The failed Bay of Pigs invasion severely embarrassed the Kennedy administration, and made Castro wary of future US incursions into Cuba. The fiasco led to the firing, a few months later, of Director of Central Intelligence (DCI) Allen Dulles, Deputy Director of Operations Richard Bissell and Air Force General Charles Cabell. All three were responsible for the planning of the operation at the CIA. Nevertheless a CIA operation The Cuban Project was soon initiated to "help Cuba overthrow the Communist regime" by October 1962. The failed invasion thus led to the Cuban Missile Crisis a year and a half later.
The CIA wrote a detailed internal report which lays blame for the failure squarely on internal incompetence. A number of grave errors by the CIA and other American analysts contributed to the debacle:
The administration believed that the troops could retreat to the mountains to lead a guerrilla war if they lost in open battle. The mountains were on the other side of the island, and the troops were deployed in swamp land, where they were easily surrounded.
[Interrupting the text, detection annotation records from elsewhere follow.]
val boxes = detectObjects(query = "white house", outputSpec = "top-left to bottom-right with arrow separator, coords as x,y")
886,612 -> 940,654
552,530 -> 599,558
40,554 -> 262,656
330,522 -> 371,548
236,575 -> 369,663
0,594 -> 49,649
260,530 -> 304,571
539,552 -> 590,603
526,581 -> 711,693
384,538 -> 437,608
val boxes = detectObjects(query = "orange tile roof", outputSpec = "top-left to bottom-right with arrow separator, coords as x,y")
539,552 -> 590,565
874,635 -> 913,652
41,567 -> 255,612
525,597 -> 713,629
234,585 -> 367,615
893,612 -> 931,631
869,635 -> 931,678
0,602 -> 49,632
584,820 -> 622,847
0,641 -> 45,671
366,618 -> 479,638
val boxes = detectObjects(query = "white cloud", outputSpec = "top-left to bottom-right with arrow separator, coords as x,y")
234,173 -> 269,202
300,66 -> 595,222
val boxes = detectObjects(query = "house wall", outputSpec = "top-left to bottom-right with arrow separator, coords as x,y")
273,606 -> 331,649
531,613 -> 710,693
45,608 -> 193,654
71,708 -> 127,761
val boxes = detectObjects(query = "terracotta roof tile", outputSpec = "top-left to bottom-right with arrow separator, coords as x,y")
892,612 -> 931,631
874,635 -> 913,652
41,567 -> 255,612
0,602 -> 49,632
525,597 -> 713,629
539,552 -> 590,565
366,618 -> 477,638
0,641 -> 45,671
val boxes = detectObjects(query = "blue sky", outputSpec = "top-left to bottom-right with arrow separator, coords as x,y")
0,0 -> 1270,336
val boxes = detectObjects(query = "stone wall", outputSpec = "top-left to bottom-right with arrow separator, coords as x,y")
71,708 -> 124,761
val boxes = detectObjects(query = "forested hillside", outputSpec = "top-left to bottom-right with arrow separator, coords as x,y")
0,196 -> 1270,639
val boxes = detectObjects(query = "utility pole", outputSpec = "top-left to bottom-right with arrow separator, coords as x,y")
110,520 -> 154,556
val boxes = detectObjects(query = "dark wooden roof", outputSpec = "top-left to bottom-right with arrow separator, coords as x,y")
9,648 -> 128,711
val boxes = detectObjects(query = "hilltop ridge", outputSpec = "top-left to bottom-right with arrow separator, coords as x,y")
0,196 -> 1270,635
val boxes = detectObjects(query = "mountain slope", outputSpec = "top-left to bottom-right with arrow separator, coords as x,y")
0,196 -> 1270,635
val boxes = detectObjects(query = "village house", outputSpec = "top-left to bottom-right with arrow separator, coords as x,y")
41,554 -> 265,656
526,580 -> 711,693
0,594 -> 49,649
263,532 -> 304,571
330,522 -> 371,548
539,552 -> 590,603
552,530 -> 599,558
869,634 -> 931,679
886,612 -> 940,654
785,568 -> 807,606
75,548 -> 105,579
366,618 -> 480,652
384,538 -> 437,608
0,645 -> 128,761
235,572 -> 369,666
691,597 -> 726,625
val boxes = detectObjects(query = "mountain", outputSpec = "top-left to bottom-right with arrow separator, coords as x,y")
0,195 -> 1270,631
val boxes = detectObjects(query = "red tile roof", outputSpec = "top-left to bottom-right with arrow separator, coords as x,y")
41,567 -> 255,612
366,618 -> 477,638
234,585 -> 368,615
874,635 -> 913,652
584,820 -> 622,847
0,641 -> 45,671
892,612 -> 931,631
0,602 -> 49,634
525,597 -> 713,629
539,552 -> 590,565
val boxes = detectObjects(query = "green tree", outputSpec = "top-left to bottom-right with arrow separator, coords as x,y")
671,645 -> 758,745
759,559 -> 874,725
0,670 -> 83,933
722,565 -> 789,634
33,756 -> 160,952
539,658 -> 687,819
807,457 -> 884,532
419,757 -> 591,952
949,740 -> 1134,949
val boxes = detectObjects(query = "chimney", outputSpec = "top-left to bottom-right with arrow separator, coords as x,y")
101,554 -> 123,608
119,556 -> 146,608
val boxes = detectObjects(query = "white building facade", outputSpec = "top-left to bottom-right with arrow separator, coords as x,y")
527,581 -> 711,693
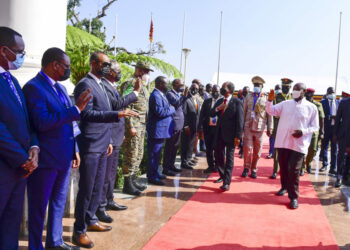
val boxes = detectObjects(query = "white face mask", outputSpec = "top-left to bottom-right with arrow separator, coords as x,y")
292,90 -> 301,99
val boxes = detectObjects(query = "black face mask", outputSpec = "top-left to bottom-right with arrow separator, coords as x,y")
220,88 -> 227,95
59,68 -> 70,81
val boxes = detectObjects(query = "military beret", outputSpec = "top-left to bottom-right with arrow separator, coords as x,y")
252,76 -> 265,84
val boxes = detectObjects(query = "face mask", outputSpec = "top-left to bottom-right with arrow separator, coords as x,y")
253,87 -> 261,93
220,88 -> 227,95
59,68 -> 70,81
292,90 -> 301,99
8,54 -> 24,70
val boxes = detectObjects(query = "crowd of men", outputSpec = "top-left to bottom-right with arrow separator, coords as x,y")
0,27 -> 350,249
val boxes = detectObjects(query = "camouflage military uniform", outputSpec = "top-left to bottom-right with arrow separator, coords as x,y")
272,93 -> 292,173
302,100 -> 325,170
121,77 -> 149,176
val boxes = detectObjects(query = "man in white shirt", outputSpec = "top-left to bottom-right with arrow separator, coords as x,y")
266,83 -> 319,209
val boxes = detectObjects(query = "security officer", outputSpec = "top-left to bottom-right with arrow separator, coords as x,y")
121,61 -> 153,195
270,78 -> 293,179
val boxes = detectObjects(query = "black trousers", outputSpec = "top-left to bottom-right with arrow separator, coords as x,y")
163,130 -> 182,170
278,148 -> 305,200
215,133 -> 235,185
98,146 -> 120,212
204,126 -> 217,169
181,132 -> 196,164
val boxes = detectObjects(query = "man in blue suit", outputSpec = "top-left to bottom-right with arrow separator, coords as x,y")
23,48 -> 91,250
320,87 -> 339,175
147,76 -> 175,186
0,27 -> 39,249
73,52 -> 138,248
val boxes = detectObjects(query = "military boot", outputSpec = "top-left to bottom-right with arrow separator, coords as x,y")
123,176 -> 141,196
131,174 -> 147,192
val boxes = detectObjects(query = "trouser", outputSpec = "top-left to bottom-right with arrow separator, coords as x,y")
215,133 -> 235,185
181,132 -> 196,164
122,124 -> 146,176
0,168 -> 27,249
244,128 -> 264,172
204,126 -> 217,169
320,126 -> 338,170
147,138 -> 165,180
98,146 -> 120,212
74,149 -> 107,234
278,148 -> 304,200
27,164 -> 71,250
163,130 -> 182,170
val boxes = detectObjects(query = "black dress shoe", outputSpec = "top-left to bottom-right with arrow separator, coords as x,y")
289,199 -> 299,209
214,178 -> 224,183
276,188 -> 287,196
148,179 -> 165,186
242,168 -> 249,178
220,184 -> 230,191
45,242 -> 80,250
96,211 -> 113,223
163,169 -> 176,176
106,202 -> 128,211
270,172 -> 277,179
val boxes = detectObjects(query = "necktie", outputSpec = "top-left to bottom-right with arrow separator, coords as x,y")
2,71 -> 23,107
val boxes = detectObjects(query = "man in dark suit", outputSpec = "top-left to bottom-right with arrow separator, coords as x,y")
96,60 -> 141,223
199,85 -> 220,173
147,76 -> 175,186
73,52 -> 137,248
210,82 -> 244,191
0,27 -> 39,249
181,82 -> 201,170
333,98 -> 350,187
23,48 -> 91,249
320,87 -> 339,175
163,79 -> 188,176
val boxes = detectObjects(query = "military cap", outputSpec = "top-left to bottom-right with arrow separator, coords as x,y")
132,61 -> 153,72
252,76 -> 265,84
281,78 -> 293,85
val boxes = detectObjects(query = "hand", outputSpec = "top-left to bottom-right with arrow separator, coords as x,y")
75,89 -> 92,111
267,89 -> 275,102
72,153 -> 80,168
292,130 -> 303,138
118,109 -> 139,118
134,77 -> 142,93
130,128 -> 137,136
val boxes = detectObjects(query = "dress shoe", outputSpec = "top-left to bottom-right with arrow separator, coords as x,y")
123,176 -> 141,196
242,168 -> 249,178
289,199 -> 299,209
220,184 -> 230,191
45,242 -> 80,250
87,222 -> 112,232
306,166 -> 312,174
250,171 -> 258,179
96,211 -> 113,223
270,172 -> 277,179
163,169 -> 176,176
72,232 -> 94,248
106,202 -> 128,211
148,179 -> 165,186
276,188 -> 287,196
214,178 -> 224,183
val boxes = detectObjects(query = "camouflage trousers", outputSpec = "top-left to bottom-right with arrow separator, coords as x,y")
122,124 -> 146,176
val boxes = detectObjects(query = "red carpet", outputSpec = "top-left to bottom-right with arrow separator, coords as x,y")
143,140 -> 339,250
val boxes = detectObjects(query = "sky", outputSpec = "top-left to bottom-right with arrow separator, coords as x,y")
78,0 -> 350,92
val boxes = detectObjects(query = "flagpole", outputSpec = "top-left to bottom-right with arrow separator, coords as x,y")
180,12 -> 186,72
334,12 -> 343,95
216,11 -> 222,86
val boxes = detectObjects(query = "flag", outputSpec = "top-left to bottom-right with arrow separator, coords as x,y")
149,17 -> 153,43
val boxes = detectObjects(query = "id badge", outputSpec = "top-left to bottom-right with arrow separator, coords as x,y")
73,121 -> 81,137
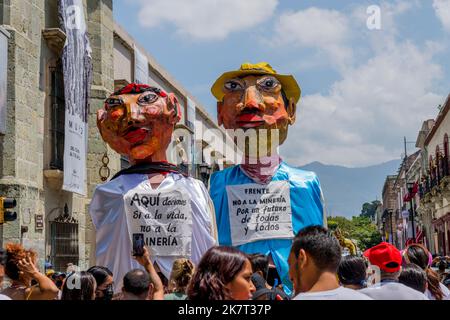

They believed that the American involvement in the incident could be denied.
They believed that Cubans would be grateful to be liberated from Castro and would quickly join the battle, however Cubans greatly supported Castro and the Revolution. The CIA's near certainty that the Cuban people would rise up and join them was almost certainly based on the agency's extremely weak presence on the ground in Cuba. Because of this, almost all their information came from exiles and defectors, who turned out to be unreliable sources of information.
They believed that the spirits of the invasion army were high, so invasion had to take place quickly. In fact, the Cuban refugee army was not very motivated.
Many military leaders almost certainly expected the invasion to fail but thought that this failure would force Kennedy to send in marines to save the CIA-trained exiles. Kennedy, however, did not want a full scale war and abandoned the exiles.
A Washington Post article, "Soviets Knew Date of Cuba Attack" (April 29, 2000), indicated that the CIA knew that the Soviet Union knew the invasion would take place before it happened and did not inform Kennedy. Radio Moscow actually broadcast an English-language newscast April 13, 1961 predicting the invasion "in a plot hatched by the CIA" using paid "criminals" within a week. The invasion took place four days later.
Critics of U.S. policy at the time allege that Castro was able to capitalize on the blunder and further consolidate his power with popular sympathy from the Cuban people. As the years went on, Cuba effectively became a Soviet satellite state in the Caribbean.